Throughout the long building process for Monticello, and the building of Poplar Forest, Thomas Jefferson made multiple purchases of window glass. The following primary source references to window glass have been compiled by Monticello researchers.


Primary Source References

1768 May 7. "Gave The. Munford £10-5 = £8-4/ sterl. to lay out in best Crown glass and 150 yds. window line."[1]

1769 October 5. "Pd. storage for glass at Richmd. 2/."[2]

1774 October 10. "Wrote to James McDowell to have me 30 panes of glass of 9 by 11 cut to 9 by 10. & to send 200 panes of his 10 by 12 to Tuckahoe where Colo. Randolph will have it cut to 9 by 12."[3]

1792 November 27. "Gave Jos. Donath ord. on bank for 23.09 for 144 4/9 sq. feet of glass."[4]

1796 October 2. "Drew on Barnes in favr. Jos. Donath for 199.12 for glass."[5]

1796 December 4. "Desired Barnes to pay Donath balance of glass 20.25 D. also to pay Mussi for 2. boxes of oil."[6]

1802 March 8. "Analysis of expenditures from Mar. 4. 1801. to Mar. 4. 1802 ... building ... Donath. glass 9.63."[7]

1804 December 7. "Drew ord. on bk. US. in favr. Richd. Cutts for 15.15 for 2 plates glass from Boston."[8]

1806 February 5. "Paid Mr. Cutts for 3. sheets of glass 28.D."[9]

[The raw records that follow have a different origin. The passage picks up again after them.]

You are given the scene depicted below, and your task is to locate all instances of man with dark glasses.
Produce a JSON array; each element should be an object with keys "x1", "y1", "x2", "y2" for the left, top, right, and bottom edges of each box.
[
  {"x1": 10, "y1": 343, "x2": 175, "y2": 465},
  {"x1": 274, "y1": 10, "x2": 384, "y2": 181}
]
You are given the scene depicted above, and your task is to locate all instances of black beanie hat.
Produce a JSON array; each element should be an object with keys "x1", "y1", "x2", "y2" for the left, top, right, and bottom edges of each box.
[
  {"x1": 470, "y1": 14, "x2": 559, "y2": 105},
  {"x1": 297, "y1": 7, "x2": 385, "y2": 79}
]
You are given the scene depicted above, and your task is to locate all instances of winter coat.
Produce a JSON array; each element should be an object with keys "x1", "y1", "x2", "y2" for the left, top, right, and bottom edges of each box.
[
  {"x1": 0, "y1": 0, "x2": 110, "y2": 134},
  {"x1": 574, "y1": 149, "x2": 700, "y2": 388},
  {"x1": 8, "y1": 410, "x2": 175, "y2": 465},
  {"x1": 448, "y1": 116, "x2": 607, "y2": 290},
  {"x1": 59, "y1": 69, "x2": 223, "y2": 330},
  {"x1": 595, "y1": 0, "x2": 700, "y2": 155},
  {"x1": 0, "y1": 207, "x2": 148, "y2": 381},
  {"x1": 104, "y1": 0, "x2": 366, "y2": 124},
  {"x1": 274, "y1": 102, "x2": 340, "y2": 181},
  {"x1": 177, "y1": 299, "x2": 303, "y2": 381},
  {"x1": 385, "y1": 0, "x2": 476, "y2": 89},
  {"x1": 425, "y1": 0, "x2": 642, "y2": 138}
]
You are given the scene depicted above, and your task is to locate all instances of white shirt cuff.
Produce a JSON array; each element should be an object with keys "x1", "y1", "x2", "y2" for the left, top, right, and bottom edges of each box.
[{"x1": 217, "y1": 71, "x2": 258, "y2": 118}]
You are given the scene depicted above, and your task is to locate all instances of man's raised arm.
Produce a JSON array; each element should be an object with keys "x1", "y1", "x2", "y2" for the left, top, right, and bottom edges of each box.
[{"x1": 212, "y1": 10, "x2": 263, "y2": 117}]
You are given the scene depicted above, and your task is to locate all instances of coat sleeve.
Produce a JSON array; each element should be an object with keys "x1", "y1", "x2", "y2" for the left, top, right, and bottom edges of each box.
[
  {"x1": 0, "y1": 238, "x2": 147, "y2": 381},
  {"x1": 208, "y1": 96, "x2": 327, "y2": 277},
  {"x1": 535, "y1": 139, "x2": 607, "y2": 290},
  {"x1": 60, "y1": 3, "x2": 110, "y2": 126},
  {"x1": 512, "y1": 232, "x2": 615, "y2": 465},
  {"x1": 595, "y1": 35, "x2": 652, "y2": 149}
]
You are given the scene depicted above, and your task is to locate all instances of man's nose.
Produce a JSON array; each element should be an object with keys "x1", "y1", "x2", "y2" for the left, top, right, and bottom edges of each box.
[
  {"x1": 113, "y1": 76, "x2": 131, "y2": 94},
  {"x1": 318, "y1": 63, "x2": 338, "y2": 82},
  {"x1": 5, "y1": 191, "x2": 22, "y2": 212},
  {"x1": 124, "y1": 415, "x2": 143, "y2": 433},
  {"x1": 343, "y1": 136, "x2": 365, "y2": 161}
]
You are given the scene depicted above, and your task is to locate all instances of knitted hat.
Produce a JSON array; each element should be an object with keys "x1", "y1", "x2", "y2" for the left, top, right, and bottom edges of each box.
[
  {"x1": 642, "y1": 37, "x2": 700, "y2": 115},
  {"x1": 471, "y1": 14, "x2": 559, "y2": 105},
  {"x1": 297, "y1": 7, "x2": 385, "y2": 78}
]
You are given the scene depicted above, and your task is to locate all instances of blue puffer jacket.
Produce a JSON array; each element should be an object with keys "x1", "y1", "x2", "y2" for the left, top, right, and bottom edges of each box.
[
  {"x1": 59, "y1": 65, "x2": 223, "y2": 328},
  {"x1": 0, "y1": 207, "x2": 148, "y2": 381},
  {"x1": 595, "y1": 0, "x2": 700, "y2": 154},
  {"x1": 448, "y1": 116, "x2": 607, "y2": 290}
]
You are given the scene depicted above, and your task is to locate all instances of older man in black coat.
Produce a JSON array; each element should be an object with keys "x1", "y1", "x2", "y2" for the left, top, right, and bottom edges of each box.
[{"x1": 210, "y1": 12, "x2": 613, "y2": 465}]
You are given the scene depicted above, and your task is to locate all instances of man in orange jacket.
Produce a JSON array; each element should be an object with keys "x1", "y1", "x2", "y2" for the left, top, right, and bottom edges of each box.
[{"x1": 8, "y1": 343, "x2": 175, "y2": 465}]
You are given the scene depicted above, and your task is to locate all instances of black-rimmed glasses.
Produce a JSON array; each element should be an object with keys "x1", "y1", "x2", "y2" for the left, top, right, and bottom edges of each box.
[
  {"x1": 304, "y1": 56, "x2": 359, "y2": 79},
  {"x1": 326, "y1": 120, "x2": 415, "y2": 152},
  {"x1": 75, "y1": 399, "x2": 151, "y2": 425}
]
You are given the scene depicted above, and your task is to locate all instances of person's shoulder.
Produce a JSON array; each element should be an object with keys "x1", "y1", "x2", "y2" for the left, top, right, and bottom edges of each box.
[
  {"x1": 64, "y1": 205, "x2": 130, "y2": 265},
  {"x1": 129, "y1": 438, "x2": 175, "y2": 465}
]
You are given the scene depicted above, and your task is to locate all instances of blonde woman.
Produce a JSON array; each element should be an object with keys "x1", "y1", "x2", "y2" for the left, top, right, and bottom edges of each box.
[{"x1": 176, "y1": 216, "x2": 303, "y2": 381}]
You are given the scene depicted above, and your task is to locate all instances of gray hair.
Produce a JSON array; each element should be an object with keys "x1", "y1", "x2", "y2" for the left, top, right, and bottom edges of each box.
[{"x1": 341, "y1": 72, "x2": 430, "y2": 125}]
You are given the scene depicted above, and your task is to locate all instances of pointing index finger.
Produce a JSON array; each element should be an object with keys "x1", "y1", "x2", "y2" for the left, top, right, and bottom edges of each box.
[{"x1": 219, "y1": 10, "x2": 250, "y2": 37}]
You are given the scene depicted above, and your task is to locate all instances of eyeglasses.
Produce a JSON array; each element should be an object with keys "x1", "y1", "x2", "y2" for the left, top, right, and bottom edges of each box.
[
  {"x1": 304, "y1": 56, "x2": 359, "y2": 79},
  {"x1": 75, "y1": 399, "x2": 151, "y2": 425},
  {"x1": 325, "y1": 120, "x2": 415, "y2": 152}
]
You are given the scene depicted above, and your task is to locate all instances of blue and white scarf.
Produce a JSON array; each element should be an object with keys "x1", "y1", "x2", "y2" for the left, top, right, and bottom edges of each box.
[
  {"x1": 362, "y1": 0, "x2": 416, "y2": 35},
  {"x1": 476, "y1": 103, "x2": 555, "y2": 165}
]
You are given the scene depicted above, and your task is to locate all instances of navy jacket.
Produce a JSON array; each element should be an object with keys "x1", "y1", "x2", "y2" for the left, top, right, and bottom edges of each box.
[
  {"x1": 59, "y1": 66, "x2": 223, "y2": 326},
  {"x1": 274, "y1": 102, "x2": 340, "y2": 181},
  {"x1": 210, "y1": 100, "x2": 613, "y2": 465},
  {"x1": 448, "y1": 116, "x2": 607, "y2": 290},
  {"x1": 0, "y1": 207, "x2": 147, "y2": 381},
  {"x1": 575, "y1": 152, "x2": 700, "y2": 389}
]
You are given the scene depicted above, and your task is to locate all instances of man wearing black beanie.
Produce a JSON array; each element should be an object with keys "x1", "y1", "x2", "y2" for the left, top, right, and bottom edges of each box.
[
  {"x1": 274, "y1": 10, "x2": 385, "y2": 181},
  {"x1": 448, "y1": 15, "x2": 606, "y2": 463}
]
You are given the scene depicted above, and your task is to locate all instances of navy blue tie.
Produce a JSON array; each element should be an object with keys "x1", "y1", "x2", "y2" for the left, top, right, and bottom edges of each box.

1809 February 6. "Thomas Munro. window glass of public 150.07." [10]

1814. (Francis Gray). "... we were invited into the parlour ... a servant occupied in substituting a wooden pannel for a square of glass, which had been broken in one of the folding doors opening on the lawn. Mr. Jefferson had procured the glass for his house in Bohemia, where the price is so much the square foot whatever the size of the glass purchased, and these panes were so large that, unable to replace the square in this part of the country, he had been obliged to send to Boston to have some glass made of sufficient size to replace that broken, and this had not yet been received."[11]

1820 October 19. "Inclosed to Andrew Smith an ord. on B. Peyton for 68.78 with int. from June 18. 19. suppose 16. mo. = 5.42 [Total] 74.20."[12]

References

  1. ^ MB, 1:75. Transcription available at Founders Online.
  2. ^ MB, 1:151. Transcription available at Founders Online.
  3. ^ MB, 1:379. Transcription available at Founders Online.
  4. ^ MB, 2:884. Transcription available at Founders Online.
  5. ^ MB, 2:946. Transcription available at Founders Online.
  6. ^ MB, 2:950. Transcription available at Founders Online.
  7. ^ MB, 2:1067. Transcription available at Founders Online.
  8. ^ MB, 2:1142. Transcription available at Founders Online.
  9. ^ MB, 2:1173. Transcription available at Founders Online.
  10. ^ MB, 2:1240, 2:1240n18. Transcription available at Founders Online. Jefferson bought almost 1000 panes of glass from the overstock of the U.S. Capitol and the President's House in 1808.
  11. ^ Francis Calley Gray, Thomas Jefferson in 1814, Being an Account of a Visit to Monticello, Virginia (Boston: The Club of Odd Volumes, 1924), 68-69.
  12. ^ MB, 2:1369, 1:1369n56. Transcription available at Founders Online. Jefferson paid Smith for 135 panes of window glass for Monticello and Poplar Forest in 1818.